APRIL 6, 2022 -- As the Grade 6 students at École Centennial Community School continue their land-based journey, they have experienced many obstacles related to COVID and to our lovely Saskatchewan weather with -40 temperatures. However, no matter the obstacle, the Grade 6 students have demonstrated persistence and resilience.
Over these last few months, the group participated in a story walk around the school yard using snowshoes. The Grade 6 students also taught the younger grades how to snowshoe and the importance of the buffalo. They also got to experience how to tan hides!
In March, their luck finally changed! The Grade 6 students were able to experience three days on the land with their winter camp. During those three days, the students braved the cold to learn how to make winter shelters, how to play traditional First Nations games and how to make their own fire. They also participated in traditional teachings such as Cree classes and The Fire Story.
“Building a fire was the hardest and worst part of this trip,” said one student. “My group was one of the fastest groups to build the fire, but we had the hardest spot to start a fire because the wind kept blowing it out. I was proud of my group for continuing to work on the fire until we got it started!” Another student made the following comment: “Once our fire was going, we added a can of snow to the fire and let it melt so that we could boil a noodle.

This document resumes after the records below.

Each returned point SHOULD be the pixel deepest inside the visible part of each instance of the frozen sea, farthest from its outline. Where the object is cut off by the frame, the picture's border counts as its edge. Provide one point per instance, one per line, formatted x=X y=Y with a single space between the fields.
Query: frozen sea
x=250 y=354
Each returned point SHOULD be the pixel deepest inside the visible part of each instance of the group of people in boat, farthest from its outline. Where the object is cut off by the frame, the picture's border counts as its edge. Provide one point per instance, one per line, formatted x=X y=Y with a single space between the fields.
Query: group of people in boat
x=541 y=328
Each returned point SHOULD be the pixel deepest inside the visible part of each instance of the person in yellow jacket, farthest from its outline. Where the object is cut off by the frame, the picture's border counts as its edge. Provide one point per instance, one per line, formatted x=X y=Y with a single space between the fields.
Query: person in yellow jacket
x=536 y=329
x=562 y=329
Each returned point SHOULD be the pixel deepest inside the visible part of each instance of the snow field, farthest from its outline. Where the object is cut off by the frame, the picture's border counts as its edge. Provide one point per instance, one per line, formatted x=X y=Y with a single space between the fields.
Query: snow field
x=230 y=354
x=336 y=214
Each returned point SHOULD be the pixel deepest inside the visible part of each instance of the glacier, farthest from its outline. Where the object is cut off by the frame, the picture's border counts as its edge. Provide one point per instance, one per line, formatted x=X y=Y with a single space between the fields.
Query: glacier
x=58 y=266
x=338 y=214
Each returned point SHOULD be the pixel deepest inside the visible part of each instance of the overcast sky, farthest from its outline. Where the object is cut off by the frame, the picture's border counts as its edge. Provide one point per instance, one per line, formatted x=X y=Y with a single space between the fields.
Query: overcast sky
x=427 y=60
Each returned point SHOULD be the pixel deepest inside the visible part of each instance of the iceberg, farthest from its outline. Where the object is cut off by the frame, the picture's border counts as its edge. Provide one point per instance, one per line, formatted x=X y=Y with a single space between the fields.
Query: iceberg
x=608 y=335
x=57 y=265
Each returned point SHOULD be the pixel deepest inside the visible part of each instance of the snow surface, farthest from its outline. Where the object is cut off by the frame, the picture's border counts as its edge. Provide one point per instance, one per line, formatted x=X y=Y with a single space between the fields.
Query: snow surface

Once our noodle was cooked, we tied a knot in it.”
Special thanks to Indigenous Education Coordinator Jeff Cappo and the following Centennial staff: Grade 6 Teacher Jeff Wisniewski, Vice-Principal Rochelle Rugg and Phys. Ed. Specialist Larissa Garner.
What follows is some feedback from parents about this new land-based program.
“The fact that the children get to learn from and interact with First Nations individuals and Elders, hearing their stories and history, learning about their culture and language, coupled with actual hands-on field trips is a wonderful approach because the First Nations have such a strong connection to the land.”
“One thing that surprised me was that she was able to identify and gather wild sage while we were walking/pheasant hunting near Oungre, SK this fall. She ran up to me all excited with a small bunch of sage and said, ‘Daddy, look! I found wild sage!’ Then she proceeded to tell me what it is, how the First Nations would use it, why it was important to them, and what we could use it for at home.”
>“My child is excited to do each class, no matter what the topic is. There is no boring class; it is all intriguing and exciting and he is always excited for the next class. It has all been incredible for him.”
“Preparing animal hides was something totally new for him to try and outside his comfort zone. At first, I was surprised to hear how much he enjoyed it!”
“Educating about the Indigenous culture will make kids walk away with a whole new respect for Indigenous people and their culture, and we desperately need that (and we need that to help heal generations). Indigenous people deserve to see this class taught across all provinces!”